Pihaknya mendesak agar Tim Gabungan Independen Pencari Fakta (TGIPF) agar menelusuri apakah gas air mata yang dipakai polisi merupakan jenis CN (chloracetanophone) atau CS (chlorobenzalmonolonitrile).

“Efek jenis CS bisa lima kali lipat, jadi memang bisa mematikan,” ungkapnya.

Dikatakannya, senjata non-lethal weapon apapun, meskipun tidak didesain untuk membunuh, tetap dapat membunuh jika dilakukan dalam konteks dan cara yang keliru. Setidaknya harus memenuhi empat prinsip, yaitu legalitas, nesesitas, proporsionalitas, dan akuntabilitas.

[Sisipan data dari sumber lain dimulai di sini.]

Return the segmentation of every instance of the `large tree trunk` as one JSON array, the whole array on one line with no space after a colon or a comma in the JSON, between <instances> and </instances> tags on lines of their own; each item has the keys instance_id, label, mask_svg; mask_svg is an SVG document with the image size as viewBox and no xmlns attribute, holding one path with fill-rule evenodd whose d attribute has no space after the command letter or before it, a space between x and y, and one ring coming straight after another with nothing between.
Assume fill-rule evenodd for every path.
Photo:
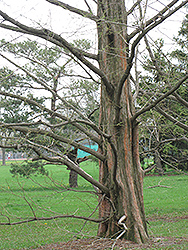
<instances>
[{"instance_id":1,"label":"large tree trunk","mask_svg":"<svg viewBox=\"0 0 188 250\"><path fill-rule=\"evenodd\" d=\"M101 2L103 4L99 4L98 15L113 22L98 25L100 68L113 84L114 92L109 93L102 82L100 127L112 137L103 141L100 149L107 156L107 161L100 163L99 180L108 186L111 202L109 199L103 200L99 215L112 217L100 224L98 235L117 237L121 229L117 225L118 220L125 215L128 230L123 237L141 243L148 239L143 204L143 171L139 160L138 125L131 121L134 107L128 81L124 83L119 96L120 79L127 67L128 53L125 3L123 0Z\"/></svg>"}]
</instances>

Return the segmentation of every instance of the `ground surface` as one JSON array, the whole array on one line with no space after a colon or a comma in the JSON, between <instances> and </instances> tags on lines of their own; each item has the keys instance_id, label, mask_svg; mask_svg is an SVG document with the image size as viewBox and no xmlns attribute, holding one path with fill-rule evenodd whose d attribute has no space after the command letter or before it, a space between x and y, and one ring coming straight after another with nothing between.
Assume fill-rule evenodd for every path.
<instances>
[{"instance_id":1,"label":"ground surface","mask_svg":"<svg viewBox=\"0 0 188 250\"><path fill-rule=\"evenodd\" d=\"M172 238L172 237L163 237L163 238L152 238L148 244L134 244L125 240L118 240L114 246L114 250L118 249L184 249L181 247L182 244L188 243L186 238ZM89 238L89 239L77 239L69 241L67 243L59 244L50 244L37 250L107 250L112 249L114 240L109 239L98 239L98 238Z\"/></svg>"},{"instance_id":2,"label":"ground surface","mask_svg":"<svg viewBox=\"0 0 188 250\"><path fill-rule=\"evenodd\" d=\"M166 216L161 216L155 218L148 218L149 221L152 220L163 220L168 222L176 222L177 220L187 220L188 215L176 216L173 218L168 218ZM112 247L113 246L113 247ZM186 237L158 237L150 238L147 244L135 244L126 240L111 240L104 238L88 238L88 239L75 239L68 242L61 242L57 244L49 244L41 246L35 250L124 250L124 249L188 249L188 238ZM34 249L33 249L34 250Z\"/></svg>"}]
</instances>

Dalam kesempatan yang sama, Deputi Direktur Amnesty International Indonesia Wirya Adiwena menambahkan, jangankan menembakan gas air mata, membawa saja dilarang FIFA.

“Jadi melanggar legalitas. Apalagi menembak ke arah tribun. Itu tidak perlu dan tidak proporsional sehingga melanggar prinsip nesesitas dan proporsionalitas. Karenanya harus ada akuntabilitas,” ujarnya.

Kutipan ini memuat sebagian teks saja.